Flooding rains, gale force winds, and rough seas. Not a hurricane, but a slow moving area of low pressure has been creeping up the East Coast.

Just days ago, the system was Category 2 Hurricane Ida. It's now a Nor'easter, packing cold winds of 55 miles per hour with high temperatures only in the 40s and 50s.

Cold, wet and miserable, said Jillian Anderson.

It's cold... I'm missing the 70 degrees we had over the weekend, said Aisha Gardiner.

The hardest hit is Virginia where a state of emergency has been declared.

At Virginia Beach, persistent tropical storm wind gusts have caused roof damage and power outages, and with nearly six inches of rain, coastal flooding continues.

If I had to describe it, it's the worst day ever, said a Virginia Beach resident.

In Norfolk, gusty conditions and street flooding are the main problems.
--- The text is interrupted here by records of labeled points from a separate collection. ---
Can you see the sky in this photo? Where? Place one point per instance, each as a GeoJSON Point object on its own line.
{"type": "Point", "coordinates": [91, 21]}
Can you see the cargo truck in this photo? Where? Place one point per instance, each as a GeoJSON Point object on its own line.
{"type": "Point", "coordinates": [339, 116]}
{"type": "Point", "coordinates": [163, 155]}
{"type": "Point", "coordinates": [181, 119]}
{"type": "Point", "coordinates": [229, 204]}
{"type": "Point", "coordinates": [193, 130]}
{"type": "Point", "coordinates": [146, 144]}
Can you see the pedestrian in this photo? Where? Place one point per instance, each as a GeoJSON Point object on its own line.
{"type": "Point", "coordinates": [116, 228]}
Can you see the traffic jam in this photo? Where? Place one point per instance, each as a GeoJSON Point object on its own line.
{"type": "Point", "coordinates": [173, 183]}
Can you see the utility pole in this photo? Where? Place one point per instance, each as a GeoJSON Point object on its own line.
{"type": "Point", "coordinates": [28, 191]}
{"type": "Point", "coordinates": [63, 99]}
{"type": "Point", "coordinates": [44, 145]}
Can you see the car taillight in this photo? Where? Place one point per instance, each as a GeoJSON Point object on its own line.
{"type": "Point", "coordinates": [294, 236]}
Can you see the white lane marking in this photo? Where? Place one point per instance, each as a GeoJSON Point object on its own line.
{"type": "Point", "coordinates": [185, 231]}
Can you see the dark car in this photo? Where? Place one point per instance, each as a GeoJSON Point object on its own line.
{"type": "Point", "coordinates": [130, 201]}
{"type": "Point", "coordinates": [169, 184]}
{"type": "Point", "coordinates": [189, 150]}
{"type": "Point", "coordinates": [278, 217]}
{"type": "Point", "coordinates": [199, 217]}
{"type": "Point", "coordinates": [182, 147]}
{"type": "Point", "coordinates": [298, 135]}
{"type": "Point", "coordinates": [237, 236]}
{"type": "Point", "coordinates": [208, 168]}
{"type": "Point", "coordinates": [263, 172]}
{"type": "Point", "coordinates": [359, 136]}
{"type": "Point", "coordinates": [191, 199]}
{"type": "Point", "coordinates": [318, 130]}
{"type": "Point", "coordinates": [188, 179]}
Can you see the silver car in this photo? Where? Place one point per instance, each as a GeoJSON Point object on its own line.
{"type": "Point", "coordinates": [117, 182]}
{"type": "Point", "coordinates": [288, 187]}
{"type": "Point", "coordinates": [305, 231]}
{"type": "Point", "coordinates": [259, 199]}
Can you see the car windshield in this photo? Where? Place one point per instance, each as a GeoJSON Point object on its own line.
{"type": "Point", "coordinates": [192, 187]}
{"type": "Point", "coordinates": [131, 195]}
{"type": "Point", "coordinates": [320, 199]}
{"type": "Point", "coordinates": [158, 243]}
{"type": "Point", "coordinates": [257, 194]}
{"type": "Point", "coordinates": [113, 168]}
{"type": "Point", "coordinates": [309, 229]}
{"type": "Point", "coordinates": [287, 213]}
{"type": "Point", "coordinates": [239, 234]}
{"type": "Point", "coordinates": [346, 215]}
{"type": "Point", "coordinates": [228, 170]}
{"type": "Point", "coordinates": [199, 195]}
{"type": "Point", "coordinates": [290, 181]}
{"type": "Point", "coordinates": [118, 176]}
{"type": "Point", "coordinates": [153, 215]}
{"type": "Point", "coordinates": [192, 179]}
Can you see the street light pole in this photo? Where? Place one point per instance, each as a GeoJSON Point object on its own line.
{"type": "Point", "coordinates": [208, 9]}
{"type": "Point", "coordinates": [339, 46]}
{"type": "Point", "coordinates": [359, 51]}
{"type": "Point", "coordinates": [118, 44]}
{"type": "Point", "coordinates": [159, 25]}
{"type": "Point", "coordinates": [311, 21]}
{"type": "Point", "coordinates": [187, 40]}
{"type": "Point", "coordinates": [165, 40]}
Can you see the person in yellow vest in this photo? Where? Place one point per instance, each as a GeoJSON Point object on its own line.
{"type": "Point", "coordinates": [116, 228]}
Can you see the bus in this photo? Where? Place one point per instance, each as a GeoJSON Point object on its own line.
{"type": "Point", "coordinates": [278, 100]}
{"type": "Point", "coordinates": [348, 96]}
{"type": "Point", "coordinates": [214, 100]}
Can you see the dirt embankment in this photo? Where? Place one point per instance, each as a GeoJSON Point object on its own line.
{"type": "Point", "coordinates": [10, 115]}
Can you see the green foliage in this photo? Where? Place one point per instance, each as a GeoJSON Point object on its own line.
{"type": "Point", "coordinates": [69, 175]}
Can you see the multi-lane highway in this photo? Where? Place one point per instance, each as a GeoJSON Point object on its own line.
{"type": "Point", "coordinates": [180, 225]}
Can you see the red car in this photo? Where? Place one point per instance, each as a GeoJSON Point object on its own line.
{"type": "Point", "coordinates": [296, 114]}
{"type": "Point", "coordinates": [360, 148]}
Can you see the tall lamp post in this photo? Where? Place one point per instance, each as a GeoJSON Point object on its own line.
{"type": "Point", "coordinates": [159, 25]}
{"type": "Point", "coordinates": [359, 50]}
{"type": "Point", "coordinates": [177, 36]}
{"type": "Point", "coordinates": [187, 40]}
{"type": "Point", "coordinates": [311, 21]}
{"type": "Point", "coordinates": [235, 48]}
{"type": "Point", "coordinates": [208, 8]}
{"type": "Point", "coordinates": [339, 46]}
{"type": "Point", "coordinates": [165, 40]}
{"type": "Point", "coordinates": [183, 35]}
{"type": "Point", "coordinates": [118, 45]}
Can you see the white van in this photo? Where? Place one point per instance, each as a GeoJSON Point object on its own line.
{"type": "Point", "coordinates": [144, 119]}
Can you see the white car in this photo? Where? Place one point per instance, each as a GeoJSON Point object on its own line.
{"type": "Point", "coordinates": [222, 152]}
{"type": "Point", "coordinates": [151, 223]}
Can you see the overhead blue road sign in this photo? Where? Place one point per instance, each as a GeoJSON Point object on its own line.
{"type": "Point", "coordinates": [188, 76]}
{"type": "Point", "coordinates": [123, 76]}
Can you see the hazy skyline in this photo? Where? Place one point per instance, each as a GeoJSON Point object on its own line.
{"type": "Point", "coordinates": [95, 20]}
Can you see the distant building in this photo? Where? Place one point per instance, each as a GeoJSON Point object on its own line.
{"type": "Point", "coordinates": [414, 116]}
Even large trucks had a tough time steering through the high water. Wind speeds reached 53 miles per hour early Thursday morning.

The gusts were so high in Richmond that branches were snapped, falling on power lines. Saturated soil and high winds even uprooted large trees.

Coastal Mid-Atlantic cities could total up as much as 6 to 8 inches of rainfall and some isolated amounts could reachas much as a foot.

The storm system is expected to push out to sea just in time to dry out for the weekend, as the clean up begins.

If tomorrow is the last day, I'll be very happy, said a VirginiaBeach resident.